Photo Finesse: Robert Mapplethorpe curated by Edward Enninful A striking exhibition explores the images of Robert Mapplethorpe through a new lens
By ROBIN MUIR
In mid-'80s Manhattan, at a show of Robert Mapplethorpe's photographs and collages, I followed a slightly stooping, elderly lady into the packed gallery. This was Mapplethorpe in excelsis, surfing the crest of two waves: an art market that had started to show an interest both in fine art photography and the explosion of the gay scene, downtown chiefly but travelling uptown fast. Full-frontal male portraits might hang next to pictures of Lord Snowdon or Richard Gere or two urinating lovers. In any event, the show was startling enough to offend any old lady. Though not this one: it turned out she was the collector Ileana Sonnabend, an early champion of Gilbert & George and Jeff Koons. In a room full of nervous glances and open mouths, she was the least perturbed of all.

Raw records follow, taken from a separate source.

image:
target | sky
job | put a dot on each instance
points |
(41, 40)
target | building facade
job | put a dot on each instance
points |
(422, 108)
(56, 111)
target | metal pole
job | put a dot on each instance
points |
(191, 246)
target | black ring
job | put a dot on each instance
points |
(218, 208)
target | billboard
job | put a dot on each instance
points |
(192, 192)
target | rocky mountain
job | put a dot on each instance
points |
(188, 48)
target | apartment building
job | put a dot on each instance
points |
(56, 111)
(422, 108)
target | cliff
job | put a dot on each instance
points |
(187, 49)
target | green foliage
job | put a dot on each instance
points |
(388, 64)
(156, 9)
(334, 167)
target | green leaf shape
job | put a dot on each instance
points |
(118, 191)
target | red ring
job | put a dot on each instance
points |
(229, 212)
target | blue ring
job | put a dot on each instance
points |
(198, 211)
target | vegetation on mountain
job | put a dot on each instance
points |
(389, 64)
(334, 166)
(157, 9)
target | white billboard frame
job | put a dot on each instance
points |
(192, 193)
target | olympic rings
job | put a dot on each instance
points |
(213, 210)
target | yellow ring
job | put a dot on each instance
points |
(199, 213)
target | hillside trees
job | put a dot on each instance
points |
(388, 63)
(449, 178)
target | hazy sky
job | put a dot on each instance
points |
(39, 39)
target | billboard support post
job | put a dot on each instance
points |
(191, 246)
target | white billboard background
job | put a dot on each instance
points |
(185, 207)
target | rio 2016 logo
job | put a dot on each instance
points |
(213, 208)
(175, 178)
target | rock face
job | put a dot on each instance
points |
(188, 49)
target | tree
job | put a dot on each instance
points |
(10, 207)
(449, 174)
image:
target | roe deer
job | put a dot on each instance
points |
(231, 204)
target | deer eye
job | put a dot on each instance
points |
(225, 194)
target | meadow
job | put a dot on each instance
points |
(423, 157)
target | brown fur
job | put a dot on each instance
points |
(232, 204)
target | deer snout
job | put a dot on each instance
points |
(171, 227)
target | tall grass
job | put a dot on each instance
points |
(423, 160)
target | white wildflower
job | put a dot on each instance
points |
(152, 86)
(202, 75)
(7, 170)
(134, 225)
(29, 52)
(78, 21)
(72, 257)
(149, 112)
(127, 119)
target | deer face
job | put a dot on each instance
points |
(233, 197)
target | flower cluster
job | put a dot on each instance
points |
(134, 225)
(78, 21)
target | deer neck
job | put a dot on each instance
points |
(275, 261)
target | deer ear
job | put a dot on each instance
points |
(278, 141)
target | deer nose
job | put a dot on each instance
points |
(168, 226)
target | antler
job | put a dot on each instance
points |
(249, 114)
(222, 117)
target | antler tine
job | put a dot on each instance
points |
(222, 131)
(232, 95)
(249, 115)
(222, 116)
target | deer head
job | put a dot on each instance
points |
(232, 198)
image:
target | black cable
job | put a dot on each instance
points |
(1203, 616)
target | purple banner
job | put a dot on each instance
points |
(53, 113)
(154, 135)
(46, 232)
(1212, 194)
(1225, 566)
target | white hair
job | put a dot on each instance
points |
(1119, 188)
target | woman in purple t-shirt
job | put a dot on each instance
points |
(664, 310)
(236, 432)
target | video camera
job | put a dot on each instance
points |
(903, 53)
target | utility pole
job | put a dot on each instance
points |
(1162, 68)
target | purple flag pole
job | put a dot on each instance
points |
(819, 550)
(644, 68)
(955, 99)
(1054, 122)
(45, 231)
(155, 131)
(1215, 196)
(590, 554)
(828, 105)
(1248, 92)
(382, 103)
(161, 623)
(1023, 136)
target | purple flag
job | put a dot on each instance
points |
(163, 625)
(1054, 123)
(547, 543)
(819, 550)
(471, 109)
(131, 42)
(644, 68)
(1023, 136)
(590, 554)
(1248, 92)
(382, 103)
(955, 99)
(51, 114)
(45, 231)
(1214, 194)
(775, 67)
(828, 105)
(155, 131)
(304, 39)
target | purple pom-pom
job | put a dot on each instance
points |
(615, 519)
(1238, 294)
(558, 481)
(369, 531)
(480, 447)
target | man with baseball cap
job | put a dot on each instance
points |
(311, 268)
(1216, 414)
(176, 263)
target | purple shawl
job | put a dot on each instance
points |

Though Mapplethorpe has been dead for 35 years, he continues to beguile. "In his day, when he made these pictures, you're one thing or another, and that's so interesting to me in a time now when people don't want to label themselves at all," says Edward Enninful, who has curated a new show of the photographer's work, opening at Thaddaeus Ropac in Paris this month.
It will show the photographer in a fresh light, with Enninful arranging the exhibition in pairs of images, intuiting the duality at the heart of the artist.